Gaians cultivated good will by practicing mindfulness and compassion, following the teachings and example of great teachers like the Dalai Lama and the venerated Vietnamese buddhist teacher, Thich Nhat Hanh (whom many likewise regard as a founder of the Gaia Movement). They did not try to "convert" people; rather, they sought to serve them--to share their wealth and time, and to heal them emotionally by teaching them how to restore equanimity by following their breath, and then, for those who were receptive to it, to impart the Five Precepts which originated in Buddhism, but are the foundation of every other system of ethics as well: Reverence for All Life (Nonviolence); Generosity and Loving Kindness; Sexual Responsibility; Mindful Speaking; and Mindful Consumption.
As a consequence of the Gaians' quiet and unobtrusive dedication, the Gaia Movement spread far and wide--in neighborhoods, in schools and churches, and over the Internet--long before the Glomart-dominated mass media even took notice of it. By the time they caught on, it was too late to stop it, and--quick to jump on any bandwagon where money is to be made--they attempted to co-opt it by marketing Gaian Flags, Quiet Revolution Posters, and Gandhi, Thich Nhat Hanh, and MLK posters. But the Gaians went their quiet and incorruptible way, buying only those flags and posters that were printed on low-impact unbleached cotton or recycled paper. The Gaia movement was here to stay.

And so today, while the healing of the planet has a long way to go, we are off to a good start.
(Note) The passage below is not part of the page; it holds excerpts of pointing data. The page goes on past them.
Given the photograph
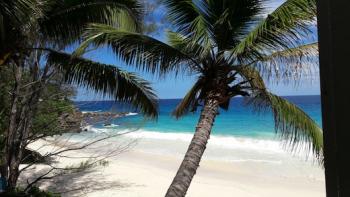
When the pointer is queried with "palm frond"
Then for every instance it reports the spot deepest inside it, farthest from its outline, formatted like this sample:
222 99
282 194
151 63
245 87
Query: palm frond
183 44
189 102
280 30
142 51
107 80
66 21
289 65
190 18
231 20
294 125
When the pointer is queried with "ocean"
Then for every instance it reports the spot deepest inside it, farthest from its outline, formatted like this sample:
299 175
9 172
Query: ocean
239 134
240 120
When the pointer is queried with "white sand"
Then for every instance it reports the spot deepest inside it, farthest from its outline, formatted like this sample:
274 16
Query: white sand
135 173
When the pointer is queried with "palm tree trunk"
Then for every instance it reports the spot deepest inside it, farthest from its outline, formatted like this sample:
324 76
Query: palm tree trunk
190 163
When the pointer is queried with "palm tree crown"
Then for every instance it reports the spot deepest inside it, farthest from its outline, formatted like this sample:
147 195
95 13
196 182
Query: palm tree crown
231 46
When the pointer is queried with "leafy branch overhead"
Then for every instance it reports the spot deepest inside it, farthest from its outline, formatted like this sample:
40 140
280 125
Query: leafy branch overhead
231 47
107 80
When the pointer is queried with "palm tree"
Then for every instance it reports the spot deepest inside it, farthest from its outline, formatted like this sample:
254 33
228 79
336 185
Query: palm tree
37 31
231 47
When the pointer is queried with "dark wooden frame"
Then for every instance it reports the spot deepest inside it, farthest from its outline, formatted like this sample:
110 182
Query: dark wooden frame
334 43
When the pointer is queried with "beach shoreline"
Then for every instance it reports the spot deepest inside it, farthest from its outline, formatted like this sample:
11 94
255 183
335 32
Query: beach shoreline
136 172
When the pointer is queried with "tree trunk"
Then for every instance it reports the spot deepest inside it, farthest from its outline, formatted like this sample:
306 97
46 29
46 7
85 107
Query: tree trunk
190 163
12 128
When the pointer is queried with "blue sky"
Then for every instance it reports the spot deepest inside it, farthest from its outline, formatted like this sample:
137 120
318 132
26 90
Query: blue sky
172 87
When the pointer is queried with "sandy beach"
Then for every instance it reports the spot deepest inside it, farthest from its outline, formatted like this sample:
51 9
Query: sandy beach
138 172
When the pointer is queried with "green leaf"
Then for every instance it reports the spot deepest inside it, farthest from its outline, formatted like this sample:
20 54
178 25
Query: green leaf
289 65
281 29
294 125
142 51
66 21
107 80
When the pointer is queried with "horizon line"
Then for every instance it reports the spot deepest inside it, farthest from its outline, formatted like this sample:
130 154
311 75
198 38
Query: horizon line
182 98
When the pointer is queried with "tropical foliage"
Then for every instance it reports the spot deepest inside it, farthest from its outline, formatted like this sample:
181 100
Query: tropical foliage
232 47
33 37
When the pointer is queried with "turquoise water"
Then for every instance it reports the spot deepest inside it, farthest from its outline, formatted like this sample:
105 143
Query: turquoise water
239 121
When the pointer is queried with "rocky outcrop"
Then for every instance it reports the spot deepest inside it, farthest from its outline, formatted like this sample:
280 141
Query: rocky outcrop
90 118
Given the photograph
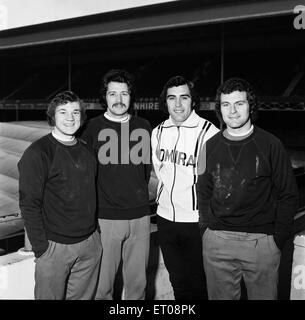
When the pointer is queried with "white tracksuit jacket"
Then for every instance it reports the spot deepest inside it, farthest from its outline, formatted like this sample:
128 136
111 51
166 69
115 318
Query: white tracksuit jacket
175 152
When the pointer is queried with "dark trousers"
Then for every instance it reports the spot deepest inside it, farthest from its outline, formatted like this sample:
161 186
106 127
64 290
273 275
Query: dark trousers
69 271
181 248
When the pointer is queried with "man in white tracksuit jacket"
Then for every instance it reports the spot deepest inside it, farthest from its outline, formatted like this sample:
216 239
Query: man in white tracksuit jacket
176 144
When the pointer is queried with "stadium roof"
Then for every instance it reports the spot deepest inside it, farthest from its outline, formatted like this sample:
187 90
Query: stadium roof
159 17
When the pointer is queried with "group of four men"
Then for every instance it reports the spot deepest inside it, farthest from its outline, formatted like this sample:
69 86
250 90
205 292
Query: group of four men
226 199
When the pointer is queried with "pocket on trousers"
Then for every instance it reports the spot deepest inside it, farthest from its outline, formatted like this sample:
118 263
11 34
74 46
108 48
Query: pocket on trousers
46 253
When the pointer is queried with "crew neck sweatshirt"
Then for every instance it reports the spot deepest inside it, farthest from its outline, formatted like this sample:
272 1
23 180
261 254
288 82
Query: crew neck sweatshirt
248 186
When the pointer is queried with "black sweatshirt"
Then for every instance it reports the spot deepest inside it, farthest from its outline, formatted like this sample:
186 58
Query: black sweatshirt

Gaianity--the identification of self with the sacred web of all life--was such an obvious psychological improvement over the grasping and alienated mentality of Glomart consumerism that the Glomart system had no choice but to adapt to it, in order to survive: to decentralize ownership, and to re-invest money into community development and ecological healing. As a consequence, people no longer even use the word "environment" since they no longer think of Gaia--of the natural world--as something outside of themselves. Instead, ecology and systemic thinking have become the core curriculum in every school and college in the world, poverty is decreasing, and we are well on the way to a diverse, healthy, and sustainable planet.